Wozniak founded CL 9 in 1985, which introduced and introduced the first programmable universal remote control to market in 1987.
Wozniak's second lifelong goal was never intended to teach elementary school due to the crucial role teachers play in students' lives. He did eventually teach computer classes to students from the fifth to the ninth grades, as well as teachers. The unuson continued to promote this by giving additional teachers and equipment.
Wozniak invented Wheels of Zeus (WOZ) in 2001 to "help everyday people find everyday activities more efficiently." He joined Ripcord Networks, Inc.'s board in 2002, alongside Apple alumni Ellen Hancock, Gil Amelio, Mike Connor, and Wheels of Zeus co-founder Alex Fielding in a new telecommunications venture. He joined Danger, Inc., the company behind the Hip Top, later this year.
Wheels of Zeus was closed in 2006, and Wozniak founded Acquicor Technology, a holding company for purchasing technology companies and developing them, working with Apple alumni Hancock and Amelio. He was the chief scientist at Fusion-io from 2009 to 2014. He joined Primary Data in 2014 as the company's chief scientist, which was founded by several former Fusion-io workers.
The San Jose McEnery Convention Center in San Jose, California, is the annual pop culture and technology convention. SVCC (SVCC) is a monthly pop culture and technology show. Wozniak and Rick White co-founded the convention, with Trip Hunter as CEO. Wozniak, as well as Marvel legend Stan Lee, announced the annual festival in 2015.
Wozniak founded Woz U, an online education technology service for students and employees in October 2017. Woz U was listed as a school with the Arizona state board as of December 2018.
Wozniak, who joined Apple as an active employee in 1985, has chosen not to resign himself from the official employee list and continues to represent the company at events or in interviews. Apple gives him a stipend for his work in 2006, which was estimated to be US$120,000 per year. He is also a shareholder of Apple. He had been friends with Steve Jobs until his death in October 2011. Wozniak, in 2006, admitted that he and Jobs were not as close as they used to be. Wozniak said in a 2013 interview that the original Macintosh "broke" under Steve Jobs, and that it wasn't until Jobs were gone that it became a success. Jobs had been fired out of Apple Lisa, and Jobs used to joke about the Lisa company's "idiots for making [the Lisa computer] too costly," he said. According to Wozniak, a cheaper computer was used to compete with Lisa, Jobs and his new team's new one, "weak," "lousy" and "still at a reasonable price." According to Wozniak, "He made it by chopping the RAM down and requiring you to swap disks here and there." "The Macintosh's eventual success was attributed to people like John Sculley, who was planning to develop a Macintosh market when the Apple II went away."
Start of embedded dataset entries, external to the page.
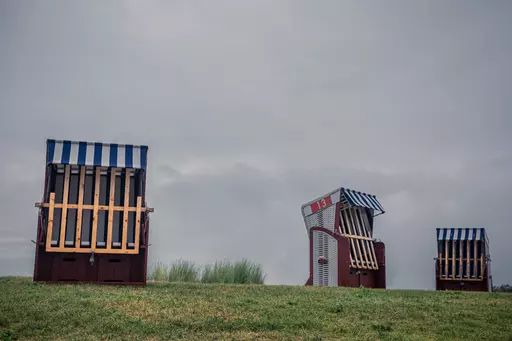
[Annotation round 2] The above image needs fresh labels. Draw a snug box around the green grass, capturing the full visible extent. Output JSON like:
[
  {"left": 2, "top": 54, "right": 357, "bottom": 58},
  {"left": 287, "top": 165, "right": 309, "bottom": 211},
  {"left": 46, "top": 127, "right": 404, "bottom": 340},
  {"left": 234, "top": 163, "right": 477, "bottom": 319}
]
[
  {"left": 148, "top": 259, "right": 265, "bottom": 284},
  {"left": 201, "top": 259, "right": 265, "bottom": 284},
  {"left": 0, "top": 278, "right": 512, "bottom": 341}
]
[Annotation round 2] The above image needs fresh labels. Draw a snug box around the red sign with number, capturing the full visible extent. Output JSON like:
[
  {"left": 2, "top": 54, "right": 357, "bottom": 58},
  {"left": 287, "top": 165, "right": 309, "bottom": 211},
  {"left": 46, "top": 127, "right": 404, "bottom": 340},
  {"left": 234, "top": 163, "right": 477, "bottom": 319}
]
[{"left": 309, "top": 196, "right": 332, "bottom": 213}]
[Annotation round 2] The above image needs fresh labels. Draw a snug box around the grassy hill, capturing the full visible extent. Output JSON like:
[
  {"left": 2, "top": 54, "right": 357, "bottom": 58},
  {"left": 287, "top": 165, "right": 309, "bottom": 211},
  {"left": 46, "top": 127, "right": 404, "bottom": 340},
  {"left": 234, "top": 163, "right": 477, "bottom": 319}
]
[{"left": 0, "top": 278, "right": 512, "bottom": 341}]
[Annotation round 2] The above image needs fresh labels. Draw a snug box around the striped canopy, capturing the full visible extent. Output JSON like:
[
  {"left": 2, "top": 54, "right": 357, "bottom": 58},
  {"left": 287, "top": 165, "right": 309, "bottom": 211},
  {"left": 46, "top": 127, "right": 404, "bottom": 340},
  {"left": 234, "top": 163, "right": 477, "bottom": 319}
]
[
  {"left": 437, "top": 228, "right": 485, "bottom": 240},
  {"left": 341, "top": 188, "right": 385, "bottom": 213},
  {"left": 46, "top": 140, "right": 148, "bottom": 169}
]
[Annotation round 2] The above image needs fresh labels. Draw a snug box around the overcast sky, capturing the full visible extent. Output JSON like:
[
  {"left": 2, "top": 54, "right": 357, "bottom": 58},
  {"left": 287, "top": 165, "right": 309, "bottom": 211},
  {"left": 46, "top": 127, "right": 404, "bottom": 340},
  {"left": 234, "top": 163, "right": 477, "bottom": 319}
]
[{"left": 0, "top": 0, "right": 512, "bottom": 289}]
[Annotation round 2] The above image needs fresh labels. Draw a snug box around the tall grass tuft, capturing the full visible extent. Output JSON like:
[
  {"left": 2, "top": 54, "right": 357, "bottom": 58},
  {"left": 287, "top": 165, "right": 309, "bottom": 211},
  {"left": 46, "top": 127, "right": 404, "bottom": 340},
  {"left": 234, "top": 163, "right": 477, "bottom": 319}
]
[
  {"left": 201, "top": 259, "right": 265, "bottom": 284},
  {"left": 167, "top": 259, "right": 199, "bottom": 282}
]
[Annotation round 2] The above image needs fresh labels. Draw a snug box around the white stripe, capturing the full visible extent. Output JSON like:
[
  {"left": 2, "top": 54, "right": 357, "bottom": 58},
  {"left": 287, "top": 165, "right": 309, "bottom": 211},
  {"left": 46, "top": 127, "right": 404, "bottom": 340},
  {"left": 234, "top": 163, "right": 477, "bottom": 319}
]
[
  {"left": 133, "top": 146, "right": 140, "bottom": 168},
  {"left": 331, "top": 192, "right": 340, "bottom": 205},
  {"left": 85, "top": 143, "right": 94, "bottom": 166},
  {"left": 52, "top": 142, "right": 63, "bottom": 163},
  {"left": 350, "top": 192, "right": 366, "bottom": 207},
  {"left": 69, "top": 143, "right": 78, "bottom": 165},
  {"left": 358, "top": 193, "right": 378, "bottom": 209},
  {"left": 101, "top": 144, "right": 110, "bottom": 167},
  {"left": 368, "top": 195, "right": 384, "bottom": 211},
  {"left": 117, "top": 146, "right": 126, "bottom": 168}
]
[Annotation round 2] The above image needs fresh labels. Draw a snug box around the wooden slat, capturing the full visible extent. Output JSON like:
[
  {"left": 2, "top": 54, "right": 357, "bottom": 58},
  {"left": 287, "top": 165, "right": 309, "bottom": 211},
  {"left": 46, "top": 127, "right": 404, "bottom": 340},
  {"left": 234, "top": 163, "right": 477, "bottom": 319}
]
[
  {"left": 459, "top": 240, "right": 464, "bottom": 278},
  {"left": 34, "top": 202, "right": 154, "bottom": 212},
  {"left": 439, "top": 277, "right": 482, "bottom": 281},
  {"left": 438, "top": 242, "right": 443, "bottom": 277},
  {"left": 466, "top": 240, "right": 471, "bottom": 278},
  {"left": 47, "top": 247, "right": 139, "bottom": 255},
  {"left": 340, "top": 210, "right": 354, "bottom": 266},
  {"left": 341, "top": 233, "right": 373, "bottom": 241},
  {"left": 348, "top": 208, "right": 373, "bottom": 268},
  {"left": 444, "top": 240, "right": 448, "bottom": 277},
  {"left": 356, "top": 210, "right": 379, "bottom": 270},
  {"left": 106, "top": 168, "right": 116, "bottom": 250},
  {"left": 46, "top": 192, "right": 55, "bottom": 251},
  {"left": 340, "top": 210, "right": 359, "bottom": 268},
  {"left": 452, "top": 242, "right": 456, "bottom": 278},
  {"left": 134, "top": 197, "right": 142, "bottom": 253},
  {"left": 91, "top": 167, "right": 101, "bottom": 252},
  {"left": 59, "top": 165, "right": 71, "bottom": 247},
  {"left": 346, "top": 210, "right": 368, "bottom": 269},
  {"left": 121, "top": 169, "right": 130, "bottom": 249},
  {"left": 75, "top": 166, "right": 85, "bottom": 248},
  {"left": 480, "top": 242, "right": 484, "bottom": 279},
  {"left": 473, "top": 240, "right": 478, "bottom": 278}
]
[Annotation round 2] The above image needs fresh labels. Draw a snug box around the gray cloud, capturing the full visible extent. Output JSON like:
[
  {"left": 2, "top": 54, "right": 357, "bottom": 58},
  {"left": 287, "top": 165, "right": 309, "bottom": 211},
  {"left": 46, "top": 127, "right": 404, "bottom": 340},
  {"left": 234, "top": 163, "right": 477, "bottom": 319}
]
[{"left": 0, "top": 1, "right": 512, "bottom": 288}]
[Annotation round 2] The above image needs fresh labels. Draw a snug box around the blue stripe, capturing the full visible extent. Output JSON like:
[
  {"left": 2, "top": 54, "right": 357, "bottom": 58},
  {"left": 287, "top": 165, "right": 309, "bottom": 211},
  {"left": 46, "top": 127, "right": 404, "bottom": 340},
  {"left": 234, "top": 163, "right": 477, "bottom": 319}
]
[
  {"left": 78, "top": 142, "right": 87, "bottom": 166},
  {"left": 357, "top": 192, "right": 375, "bottom": 209},
  {"left": 140, "top": 146, "right": 148, "bottom": 169},
  {"left": 46, "top": 140, "right": 55, "bottom": 163},
  {"left": 124, "top": 144, "right": 133, "bottom": 168},
  {"left": 110, "top": 144, "right": 117, "bottom": 167},
  {"left": 60, "top": 141, "right": 71, "bottom": 165},
  {"left": 94, "top": 143, "right": 103, "bottom": 166}
]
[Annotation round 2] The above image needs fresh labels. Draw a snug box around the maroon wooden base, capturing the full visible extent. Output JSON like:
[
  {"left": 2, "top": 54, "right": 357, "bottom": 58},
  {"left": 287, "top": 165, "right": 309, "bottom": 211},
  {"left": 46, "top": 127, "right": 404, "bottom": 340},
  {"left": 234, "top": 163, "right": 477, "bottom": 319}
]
[
  {"left": 34, "top": 247, "right": 146, "bottom": 285},
  {"left": 436, "top": 279, "right": 489, "bottom": 291}
]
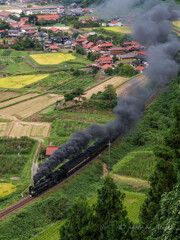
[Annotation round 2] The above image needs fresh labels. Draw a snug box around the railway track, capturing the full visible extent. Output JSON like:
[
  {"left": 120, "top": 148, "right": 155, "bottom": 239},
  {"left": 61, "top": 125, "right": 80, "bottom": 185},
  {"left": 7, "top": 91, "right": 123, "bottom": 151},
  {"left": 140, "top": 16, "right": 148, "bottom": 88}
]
[{"left": 0, "top": 88, "right": 159, "bottom": 221}]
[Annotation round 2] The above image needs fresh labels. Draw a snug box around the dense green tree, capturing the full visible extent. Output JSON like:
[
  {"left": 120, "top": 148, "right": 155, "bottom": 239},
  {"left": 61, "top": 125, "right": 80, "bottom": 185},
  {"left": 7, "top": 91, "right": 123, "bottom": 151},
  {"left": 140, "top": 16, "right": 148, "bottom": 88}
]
[
  {"left": 140, "top": 104, "right": 180, "bottom": 231},
  {"left": 60, "top": 196, "right": 93, "bottom": 240},
  {"left": 0, "top": 20, "right": 11, "bottom": 30},
  {"left": 104, "top": 68, "right": 114, "bottom": 76},
  {"left": 64, "top": 87, "right": 84, "bottom": 101},
  {"left": 91, "top": 176, "right": 132, "bottom": 240},
  {"left": 102, "top": 85, "right": 117, "bottom": 101},
  {"left": 148, "top": 176, "right": 180, "bottom": 240},
  {"left": 76, "top": 46, "right": 86, "bottom": 55}
]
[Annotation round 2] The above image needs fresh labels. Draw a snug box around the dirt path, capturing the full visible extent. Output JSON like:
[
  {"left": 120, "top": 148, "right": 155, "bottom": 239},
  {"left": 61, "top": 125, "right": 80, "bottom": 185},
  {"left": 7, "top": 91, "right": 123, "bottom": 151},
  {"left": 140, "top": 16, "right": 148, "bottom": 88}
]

Wozniak also revealed the launch of Efforce, a new company led by him at the end of 2020. Efforce is described as a marketplace for funding environmentally friendly programs. To redistribute the income to token holders and enterprises listed on the website, it used a WOZX cryptocurrency token for funding and blockchain. The WOZX cryptocurrency token increased 1,400% in the first week of trading.
Wozniak co-founder Alex Fielding and co-founder Privateer Space were among the 2021 pioneers of space debris to address the problem of space debris. On March 1, 2022, Privateer Space unveiled the first version of their space traffic monitoring software.